Hundreds of lives were saved by a quick-thinking security van driver who drove his van directly into the path of the rampaging lorry, forcing the terrorist to lose control and crash.
Heroic Santiago Cueva, 27, was sitting in his van outside the Åhlens department store in Stockholm on Friday when he saw the hijacked lorry racing down the street, mowing down everything in its path.
Speaking exclusively to MailOnline, he said that his first thought was to protect the Swedish parliament, which was just 500 metres down the road from the scene of the attack.
‘First I saw the lorry smash through lamp-posts, benches and flowerpots. Then I saw people flying into the air,’ he said.
‘I felt certain that the lorry was going to continue down Drottninggatan straight towards Parliament. The driver’s aim was clearly to continue down the entire street and hit Parliament.
‘What I do remember most clearly is the noise. There was a loud noise coming from the lorry, the sound of thuds as it hit people, and it just kept growing and growing. It was unpleasant to hear and unpleasant to see.’
In an act of astonishing bravery, Mr Cueva accelerated his van directly into the path of the speeding lorry.
‘I was not scared,’ he said. ‘It was actually a strange feeling when it happened. The lorry was coming towards me and all my focus was on helping protect people in some way. So I drove my van in front of it in order to stop it from getting any further.’
As a result, the lorry was unable to continue its murderous route and was forced to veer headlong into the department store, where it came to a stop and caught fire.
‘The driver must have panicked and lost control,’ Mr Cueva recalled. ‘The lorry bounced back and forth before it hit the department store. I think the terrorist may have let go of the steering wheel. I am certain that he wanted to continue to kill more people and reach Parliament.’
After the lorry smashed into the Åhlens department store, Ecuador-born Mr Cueva, who moved to Sweden in 1996, jumped out of his van to help the wounded and dying.
‘I got out and ran to help people,’ he said. ‘What I saw was awful. I saw people who had been hit and dead people. A woman was lying by the truck with several people trying to help her.
‘There were many parents who couldn’t find their children and they refused to leave, even though the truck caught fire.
‘Me and a couple of security guards agreed that we needed to get people out of there. We didn’t know how uncertain the situation was. We all felt that we were trying to make an effort to save people in case there was a bomb in the lorry.
‘Everything happened so quickly. I don’t think the people around there knew what had happened. There were bodies lying on the ground and people screaming, but many people just stood there trying to take pictures and film with their mobile phones while we were trying to get them to run away from the scene.’
The terrorist was able to escape from the scene of the atrocity by hiding among the panicked crowds, Mr Cueva said.
‘There were so many people around,’ he told MailOnline. ‘The police were on the scene almost immediately. You should know that the driver was actually inside the department store after the crash. I believe he walked into the store and hid among the crowd that was running away. I think that was how he escaped.
‘Neither me or any other security guards saw him leave and I think it was the same for the police officers.’

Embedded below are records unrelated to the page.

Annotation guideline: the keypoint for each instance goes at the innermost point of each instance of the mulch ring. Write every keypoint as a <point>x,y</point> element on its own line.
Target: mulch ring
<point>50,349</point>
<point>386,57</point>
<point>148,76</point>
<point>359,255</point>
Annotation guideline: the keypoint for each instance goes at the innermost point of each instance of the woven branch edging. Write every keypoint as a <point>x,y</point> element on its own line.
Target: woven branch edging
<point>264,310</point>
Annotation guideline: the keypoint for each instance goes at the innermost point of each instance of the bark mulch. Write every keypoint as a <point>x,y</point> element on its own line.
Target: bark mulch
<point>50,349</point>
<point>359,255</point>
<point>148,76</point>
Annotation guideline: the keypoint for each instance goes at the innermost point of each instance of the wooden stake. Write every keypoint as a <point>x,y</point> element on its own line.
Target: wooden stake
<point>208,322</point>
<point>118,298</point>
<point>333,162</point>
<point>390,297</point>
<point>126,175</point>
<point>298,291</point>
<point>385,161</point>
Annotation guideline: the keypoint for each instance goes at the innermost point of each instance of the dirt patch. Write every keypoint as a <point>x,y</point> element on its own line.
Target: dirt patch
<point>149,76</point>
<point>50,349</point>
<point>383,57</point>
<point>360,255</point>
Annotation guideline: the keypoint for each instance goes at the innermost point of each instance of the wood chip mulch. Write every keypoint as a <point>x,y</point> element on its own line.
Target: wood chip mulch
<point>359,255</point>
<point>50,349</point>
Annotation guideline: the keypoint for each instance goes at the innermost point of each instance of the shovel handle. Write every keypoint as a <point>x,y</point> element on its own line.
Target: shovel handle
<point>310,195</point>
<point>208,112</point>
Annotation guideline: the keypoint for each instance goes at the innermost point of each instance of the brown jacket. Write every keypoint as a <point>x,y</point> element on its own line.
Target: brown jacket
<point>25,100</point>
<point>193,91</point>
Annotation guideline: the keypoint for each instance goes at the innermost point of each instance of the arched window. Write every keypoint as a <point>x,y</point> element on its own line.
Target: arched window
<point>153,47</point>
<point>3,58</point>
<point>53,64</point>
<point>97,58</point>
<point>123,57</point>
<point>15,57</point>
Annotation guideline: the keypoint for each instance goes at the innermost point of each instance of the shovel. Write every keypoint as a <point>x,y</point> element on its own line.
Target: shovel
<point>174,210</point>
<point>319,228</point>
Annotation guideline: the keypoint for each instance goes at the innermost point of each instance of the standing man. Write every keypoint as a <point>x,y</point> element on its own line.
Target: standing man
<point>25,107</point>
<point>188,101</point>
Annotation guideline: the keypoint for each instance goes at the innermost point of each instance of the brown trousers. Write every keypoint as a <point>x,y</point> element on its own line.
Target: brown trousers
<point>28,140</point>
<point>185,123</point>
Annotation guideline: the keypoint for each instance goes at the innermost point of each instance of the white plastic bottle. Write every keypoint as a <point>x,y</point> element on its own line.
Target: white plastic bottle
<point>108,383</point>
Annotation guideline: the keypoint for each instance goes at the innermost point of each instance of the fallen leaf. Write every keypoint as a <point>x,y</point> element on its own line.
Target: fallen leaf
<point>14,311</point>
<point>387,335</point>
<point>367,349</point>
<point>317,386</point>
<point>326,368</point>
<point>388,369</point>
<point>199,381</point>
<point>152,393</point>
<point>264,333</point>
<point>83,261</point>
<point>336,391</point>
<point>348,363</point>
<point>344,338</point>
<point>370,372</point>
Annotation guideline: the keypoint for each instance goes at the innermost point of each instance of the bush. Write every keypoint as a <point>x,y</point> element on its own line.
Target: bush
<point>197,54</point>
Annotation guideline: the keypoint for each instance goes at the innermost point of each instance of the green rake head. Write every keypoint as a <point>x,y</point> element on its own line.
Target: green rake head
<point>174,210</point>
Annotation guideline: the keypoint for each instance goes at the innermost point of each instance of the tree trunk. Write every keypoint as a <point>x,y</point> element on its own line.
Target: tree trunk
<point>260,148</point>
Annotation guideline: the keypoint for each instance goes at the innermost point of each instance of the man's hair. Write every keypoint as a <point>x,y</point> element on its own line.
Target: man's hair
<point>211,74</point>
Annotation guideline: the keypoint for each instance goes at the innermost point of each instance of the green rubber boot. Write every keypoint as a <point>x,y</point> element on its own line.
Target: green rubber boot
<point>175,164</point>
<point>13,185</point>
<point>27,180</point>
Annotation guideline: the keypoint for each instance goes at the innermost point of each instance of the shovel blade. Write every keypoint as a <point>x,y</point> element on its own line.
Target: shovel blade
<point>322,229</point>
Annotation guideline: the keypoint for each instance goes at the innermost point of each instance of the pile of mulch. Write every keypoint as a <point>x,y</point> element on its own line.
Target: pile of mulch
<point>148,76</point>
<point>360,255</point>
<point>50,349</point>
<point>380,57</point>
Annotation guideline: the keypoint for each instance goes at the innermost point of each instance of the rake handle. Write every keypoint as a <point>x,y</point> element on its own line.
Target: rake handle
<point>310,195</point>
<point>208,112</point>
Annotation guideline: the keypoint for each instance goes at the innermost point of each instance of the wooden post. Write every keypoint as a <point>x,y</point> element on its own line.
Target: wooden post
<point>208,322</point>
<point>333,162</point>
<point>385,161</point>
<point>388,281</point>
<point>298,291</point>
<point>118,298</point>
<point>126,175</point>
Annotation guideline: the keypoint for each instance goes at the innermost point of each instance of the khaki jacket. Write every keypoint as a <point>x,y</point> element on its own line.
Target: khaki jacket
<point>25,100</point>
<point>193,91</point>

In the days since the attack, Mr Cueva has been haunted by the horrific sights he witnessed.
‘There are lots of thoughts going through my mind,’ he said. ‘Lots of details keep playing like videos in my head. There’s a lot that needs to be processed, but it is a horrific feeling to see so many innocent people getting injured and killed.’
He is particularly disturbed by the thought that he missed death himself by a matter of minutes.
‘One thing I keep thinking about is that me and a colleague had lunch before we went to the department store, and stayed for 10 minutes longer than we should,’ he said.
‘Had we not stayed that bit longer, we would have been walking in the middle of the street when the lorry came. Those 10 minutes might have saved my life.’
Mr Cueva is receiving support from his family and friends, who are ‘very proud’ of his actions, he said. However, he is modest about his heroism that day.
‘I don’t consider myself as a hero,’ he said. ‘It was my duty. I was wearing a uniform and people look up to someone who wears a uniform. Not in the same way as a policeman, but they listened to me when I told them to leave.
‘At least it feels good that I tried to do something about it.’